It’s not every day at Nichols, or any college for that matter, that you see a course being actually created and primarily led by undergraduate students instead of professors. This semester an honors course being offered is unlike any other that has existed on the Nichols campus. How did this happen?
While talking to Professor Despain one day, juniors Karrie Gorman and Autumn Hicks, came to a startling realization that there’s nothing on campus that discusses the issue of gender roles or sexism. And with that thought, the idea for a gender roles class was born. Autumn and Karrie’s first task was to see the concept to Honors Program advisers Professor’s Hans Despain and Kellie Deys. The four of them comprised the course design team. The second step was recruiting enough potential students, which was also quickly accomplished. With these two hurdles overcome the college supported the idea fully.
This is the first course at Nichols that has ever been primarily student taught and more student driven than ever. While Karrie and Autumn ultimately came up with the course, and created key exercises such as weekly journals, the class is helpfully guided by both professors. In a gender roles class, it is certainly interesting to have both a male and female perspective on certain topics in class.
The reason Karrie and Autumn felt this topic was so important was in part that Nichols, being a business school, attracts a larger percentage of
male students than female ones. It should be acceptable to be yourself but sometimes the pressure to be all business all the time can be overwhelming. Karrie said, “Girls basically have to be little men to be successful.” There are things that need to be improved on campus in terms identifying what actually goes on in society and how things are portrayed in the media.
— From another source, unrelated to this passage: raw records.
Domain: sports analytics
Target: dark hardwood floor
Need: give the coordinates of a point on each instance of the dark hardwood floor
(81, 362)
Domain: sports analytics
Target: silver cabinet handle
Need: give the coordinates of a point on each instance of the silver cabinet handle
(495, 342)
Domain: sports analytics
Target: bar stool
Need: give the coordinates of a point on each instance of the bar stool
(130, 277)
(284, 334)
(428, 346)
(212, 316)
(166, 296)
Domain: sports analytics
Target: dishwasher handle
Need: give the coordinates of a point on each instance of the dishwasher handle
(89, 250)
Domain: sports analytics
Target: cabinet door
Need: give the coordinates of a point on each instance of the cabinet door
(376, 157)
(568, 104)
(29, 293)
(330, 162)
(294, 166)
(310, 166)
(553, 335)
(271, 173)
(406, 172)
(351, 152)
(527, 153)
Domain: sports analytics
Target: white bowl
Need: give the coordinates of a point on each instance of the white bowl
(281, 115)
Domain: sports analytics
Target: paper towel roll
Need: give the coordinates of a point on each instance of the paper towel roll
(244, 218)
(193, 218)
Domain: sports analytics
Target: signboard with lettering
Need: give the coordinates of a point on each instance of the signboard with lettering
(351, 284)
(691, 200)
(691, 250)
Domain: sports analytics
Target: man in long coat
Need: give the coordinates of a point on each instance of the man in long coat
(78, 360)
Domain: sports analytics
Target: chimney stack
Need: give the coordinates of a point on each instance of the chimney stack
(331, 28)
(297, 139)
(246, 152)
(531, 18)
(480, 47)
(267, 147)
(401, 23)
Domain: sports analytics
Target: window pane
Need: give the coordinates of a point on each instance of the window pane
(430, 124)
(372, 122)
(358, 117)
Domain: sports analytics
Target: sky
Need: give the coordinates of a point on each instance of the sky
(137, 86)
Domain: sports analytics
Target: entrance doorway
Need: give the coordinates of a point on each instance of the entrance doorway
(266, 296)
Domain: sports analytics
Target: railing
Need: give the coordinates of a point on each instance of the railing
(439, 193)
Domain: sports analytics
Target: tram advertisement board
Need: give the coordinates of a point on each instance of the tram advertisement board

When registration began the class filled up quickly with about thirty students, much more than expected. The course is discussion based where most meetings occur in a circle. The class will view clips online that have to do with gender roles, as well as read articles and novels revolving around the theme. The students are even encouraged to bring in “cultural artifacts” in which they see gender roles being displayed. By the end of the year each student will have completed a final project.
By the time the course ends Karrie says, “I hope it shows students they have power on campus, they need to speak their mind.”
We will be checking on the gender roles class at the end of the year to see how effective the course was for students and to look at some final projects.